En réalité, le film est présenté comme la projection d’un document top secret : une cassette vidéo réalisée par une bande de jeune qui aurait du initialement relater la soirée d’adieu faite à un de leurs amis qui s’en va vivre au Japon après avoir décroché un poste là-bas. On a même droit à des petits flashbacks grâce à de courts passages de l’enregistrement précédent qui n’ont pas été totalement éliminés suite à de mauvaises coupures et un mauvais repositionnement de la bande à chaque fois qu’on arrête et qu’on recommence de filmer. Pas mal comme idée. Le montage se veut d’ailleurs volontairement inopportun et ressemble à un puzzle éparpillé qu’il faudra ranger par vous-même mais rassurez-vous, on y retrouve très bien ses petits puisque finalement, ce sont des extraits linéaires de vidéo à caractère privé.

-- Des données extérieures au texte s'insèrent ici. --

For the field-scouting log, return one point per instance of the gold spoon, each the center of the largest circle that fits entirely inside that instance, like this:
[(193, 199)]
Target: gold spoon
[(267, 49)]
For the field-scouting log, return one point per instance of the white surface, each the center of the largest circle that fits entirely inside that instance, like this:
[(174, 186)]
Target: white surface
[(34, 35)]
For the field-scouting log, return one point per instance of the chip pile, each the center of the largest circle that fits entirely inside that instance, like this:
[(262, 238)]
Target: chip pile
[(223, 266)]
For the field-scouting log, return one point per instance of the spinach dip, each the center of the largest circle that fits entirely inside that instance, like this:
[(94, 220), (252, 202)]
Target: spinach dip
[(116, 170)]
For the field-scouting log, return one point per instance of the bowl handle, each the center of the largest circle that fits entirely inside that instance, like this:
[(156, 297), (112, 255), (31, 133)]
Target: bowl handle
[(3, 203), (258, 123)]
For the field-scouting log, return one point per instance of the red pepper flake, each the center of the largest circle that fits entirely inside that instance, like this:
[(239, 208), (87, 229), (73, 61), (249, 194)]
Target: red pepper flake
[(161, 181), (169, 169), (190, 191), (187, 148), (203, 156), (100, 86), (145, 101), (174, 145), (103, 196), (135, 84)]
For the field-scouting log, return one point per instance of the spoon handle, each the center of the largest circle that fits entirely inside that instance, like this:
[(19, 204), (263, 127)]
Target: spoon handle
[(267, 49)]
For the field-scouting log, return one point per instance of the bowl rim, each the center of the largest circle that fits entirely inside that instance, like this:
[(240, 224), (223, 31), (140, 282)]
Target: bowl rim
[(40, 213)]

Oui, je reconnais que l’idée est originale, pas totalement me direz-vous en pensant à Blair Witch Project. Les coupures sont volontairement mal faites tant au niveau de l’image que de la bande-son. Certaines phrases sont même carrément coupées sans concession, exactement comme c’est certainement aussi déjà arrivé sur vos propres productions.

Cependant, je trouve tout de même que la caméra qui semble plus embarquée sur un roller coaster qu’à l’épaule est très fatigante. En effet, si on peut comprendre que la caméra ne va donner qu’une image très secouée dans des moments de panique, on peut se demander comment il est possible de filmer aussi mal une fête d’ami à moins de le faire exprès.

Finalement, cette exagération dessert le film et n’amplifie pas le côté réaliste, que du contraire, puisque c’est en grande partie ce qui m’a fait vite décrocher d’autant que si sur la forme, le film est innovant mais pas forcément réussi, sur le fond, on nage dans le déjà-vu. C’est du Godzilla pur et dur mais mal filmé. Et comme si cela ne suffisait pas, on a carrément droit à des scènes "onzeseptembriennes" et on nous arrose le tout de nombreux encarts publicitaires : des insertions commerciales pas très heureuses et mal dissimulées pour un film qui se veut soi-disant amateur. Vous me direz qu’ils peuvent filmer ce qu’ils veulent, mais bon... Heureusement que le film n’était pas long a été ma première réflexion en sortant de la salle.